The field is called tbl_users.0.email because:

  1. The table name gets converted to lower case underscore format.
  2. It’s a hasMany relation from orgs to users, so it’s expecting an array of users; we have to give a numeric index into that array, and 0 is a great place to start. If you were going to add a second user at the same time, the field for that would be tbl_users.1.email.

Note: A great way to figure out what format the form helper is expecting you to create your field names in is to read an existing set of records from the database (in this case, an org and its users), and then just dump that data, with something like debug($org);. You’ll see that $org has a property called tbl_users, which is an array, and that will point straight to this structure I’ve described above.

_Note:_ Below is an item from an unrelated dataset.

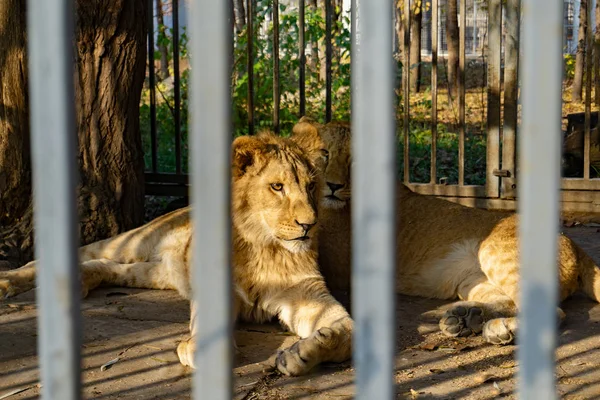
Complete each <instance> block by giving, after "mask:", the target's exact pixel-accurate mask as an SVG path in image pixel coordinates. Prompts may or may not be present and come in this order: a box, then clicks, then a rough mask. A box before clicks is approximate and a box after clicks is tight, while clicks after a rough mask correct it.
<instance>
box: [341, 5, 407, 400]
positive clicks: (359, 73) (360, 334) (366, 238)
mask: <svg viewBox="0 0 600 400" xmlns="http://www.w3.org/2000/svg"><path fill="white" fill-rule="evenodd" d="M391 9H392V3H391V1H390V0H370V1H361V2H359V4H358V10H359V11H358V15H359V16H360V18H359V19H358V32H359V35H360V39H359V40H360V51H359V52H357V53H354V54H353V57H352V87H353V88H356V87H357V86H359V87H360V96H357V93H356V91H355V90H353V92H352V106H353V112H352V125H353V127H354V134H353V140H352V147H353V148H352V151H353V155H354V156H353V157H354V159H355V161H356V163H355V166H354V167H353V169H352V173H353V176H354V184H353V192H352V197H353V199H354V200H353V201H354V202H353V204H352V221H353V232H358V234H355V235H353V263H352V264H353V272H352V290H353V293H354V300H353V301H352V308H353V317H354V318H355V321H356V322H355V329H356V331H355V337H354V341H353V342H354V362H355V365H356V382H357V395H356V398H357V399H365V400H366V399H382V400H384V399H392V398H395V395H394V378H393V377H394V372H393V369H394V352H395V343H394V333H395V331H394V328H395V318H394V314H395V306H394V275H395V274H394V271H395V268H394V264H395V262H394V254H395V251H394V249H395V245H394V244H395V237H394V226H395V212H394V204H395V202H394V198H395V170H396V168H395V167H396V165H395V155H396V143H395V135H394V122H393V105H392V104H393V103H392V95H393V88H394V86H393V80H392V54H391V52H390V48H391V45H392V43H391V36H390V34H389V33H390V30H391V28H392V27H391V24H392V13H390V10H391Z"/></svg>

With the fields set up like this, you should be able to patch the resulting data directly into your $org entity in your controller, and save that without any other work. The patch will created the entire structure, with a entity of class TblOrg, with a tbl_users property which is an array containing a single entity of class TblUser, and validation will have been done on both of them. (At least it should; you can use debug($org); as mentioned above to confirm it.) And when you save this entity, it will first save the TblOrg entity, then add that new ID into the TblUser entity before saving it, as well as checking the rules for both and making sure that nothing gets saved to the database if it can’t all be saved. That all happens automatically for you with the single save call!

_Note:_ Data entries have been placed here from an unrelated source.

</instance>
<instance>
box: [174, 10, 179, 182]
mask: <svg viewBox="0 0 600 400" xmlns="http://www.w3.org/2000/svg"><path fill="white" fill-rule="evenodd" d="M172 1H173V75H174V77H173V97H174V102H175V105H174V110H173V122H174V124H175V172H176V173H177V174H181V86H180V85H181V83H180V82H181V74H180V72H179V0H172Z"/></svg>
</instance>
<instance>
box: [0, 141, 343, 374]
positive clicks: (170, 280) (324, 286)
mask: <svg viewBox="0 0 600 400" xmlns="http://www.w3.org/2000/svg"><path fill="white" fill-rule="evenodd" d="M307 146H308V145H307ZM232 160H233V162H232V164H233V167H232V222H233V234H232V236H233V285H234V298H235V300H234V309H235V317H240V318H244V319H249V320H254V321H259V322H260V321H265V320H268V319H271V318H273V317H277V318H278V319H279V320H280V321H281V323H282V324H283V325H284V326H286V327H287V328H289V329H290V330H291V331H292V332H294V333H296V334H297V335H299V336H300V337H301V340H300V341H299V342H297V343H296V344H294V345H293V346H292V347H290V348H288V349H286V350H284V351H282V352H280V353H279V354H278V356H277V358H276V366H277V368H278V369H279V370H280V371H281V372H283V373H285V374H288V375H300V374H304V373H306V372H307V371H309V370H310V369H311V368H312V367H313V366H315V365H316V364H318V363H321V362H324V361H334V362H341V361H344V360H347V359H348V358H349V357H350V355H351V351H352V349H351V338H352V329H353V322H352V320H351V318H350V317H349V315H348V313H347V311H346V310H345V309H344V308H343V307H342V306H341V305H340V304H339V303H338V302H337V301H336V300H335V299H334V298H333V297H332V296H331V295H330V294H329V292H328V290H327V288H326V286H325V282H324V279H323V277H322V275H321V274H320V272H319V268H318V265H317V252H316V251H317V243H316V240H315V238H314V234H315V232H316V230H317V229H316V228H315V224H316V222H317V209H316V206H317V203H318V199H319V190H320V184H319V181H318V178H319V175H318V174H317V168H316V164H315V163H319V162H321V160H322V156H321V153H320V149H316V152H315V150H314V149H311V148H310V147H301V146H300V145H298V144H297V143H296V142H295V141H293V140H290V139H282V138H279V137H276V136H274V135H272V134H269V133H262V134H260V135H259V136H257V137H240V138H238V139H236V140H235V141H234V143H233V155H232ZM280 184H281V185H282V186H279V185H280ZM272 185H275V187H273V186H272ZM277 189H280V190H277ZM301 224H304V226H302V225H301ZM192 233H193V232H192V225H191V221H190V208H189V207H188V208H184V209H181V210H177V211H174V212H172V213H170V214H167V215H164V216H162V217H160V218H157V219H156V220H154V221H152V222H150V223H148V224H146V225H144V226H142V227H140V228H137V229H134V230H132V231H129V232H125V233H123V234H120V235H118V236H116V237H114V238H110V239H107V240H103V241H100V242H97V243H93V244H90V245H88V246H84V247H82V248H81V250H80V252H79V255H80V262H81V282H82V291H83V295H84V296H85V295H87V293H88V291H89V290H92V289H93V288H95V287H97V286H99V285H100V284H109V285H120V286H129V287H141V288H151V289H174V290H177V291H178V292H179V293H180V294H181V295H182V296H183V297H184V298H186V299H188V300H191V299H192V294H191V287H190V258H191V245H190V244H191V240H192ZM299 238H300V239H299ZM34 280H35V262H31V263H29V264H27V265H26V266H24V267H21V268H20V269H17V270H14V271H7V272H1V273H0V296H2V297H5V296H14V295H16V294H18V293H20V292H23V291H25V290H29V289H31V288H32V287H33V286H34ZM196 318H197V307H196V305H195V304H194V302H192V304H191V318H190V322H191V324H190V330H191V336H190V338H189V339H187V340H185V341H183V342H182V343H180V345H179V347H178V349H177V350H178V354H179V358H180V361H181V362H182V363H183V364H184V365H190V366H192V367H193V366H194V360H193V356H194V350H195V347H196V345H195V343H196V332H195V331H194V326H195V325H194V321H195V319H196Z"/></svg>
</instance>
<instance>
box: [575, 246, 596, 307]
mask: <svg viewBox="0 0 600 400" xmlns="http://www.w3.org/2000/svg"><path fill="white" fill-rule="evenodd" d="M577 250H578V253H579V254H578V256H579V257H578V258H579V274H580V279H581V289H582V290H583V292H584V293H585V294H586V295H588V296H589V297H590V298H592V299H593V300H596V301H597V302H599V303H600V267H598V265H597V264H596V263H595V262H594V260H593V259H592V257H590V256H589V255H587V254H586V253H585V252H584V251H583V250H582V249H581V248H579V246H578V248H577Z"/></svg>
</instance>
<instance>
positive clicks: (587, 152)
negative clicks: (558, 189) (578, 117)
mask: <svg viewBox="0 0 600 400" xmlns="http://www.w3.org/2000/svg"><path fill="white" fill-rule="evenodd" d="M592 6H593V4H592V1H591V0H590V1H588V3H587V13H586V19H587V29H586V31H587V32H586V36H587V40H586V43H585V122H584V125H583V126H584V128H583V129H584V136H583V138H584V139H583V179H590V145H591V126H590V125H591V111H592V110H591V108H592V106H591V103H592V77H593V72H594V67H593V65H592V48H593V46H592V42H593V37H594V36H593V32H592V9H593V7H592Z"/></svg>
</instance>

If your association was a hasOne or belongsTo relation (for example if you were adding a new user and also the org that they’re in, instead of the other way around), you could dump a sample $user, and see that it has a property called tbl_org which is just a straight-up entity, not an array of entities, and note that tbl_org is now singular, because it’s just one entity instead of a bunch. In this case, the field name to use would be tbl_org.companyname, no array index in there at all.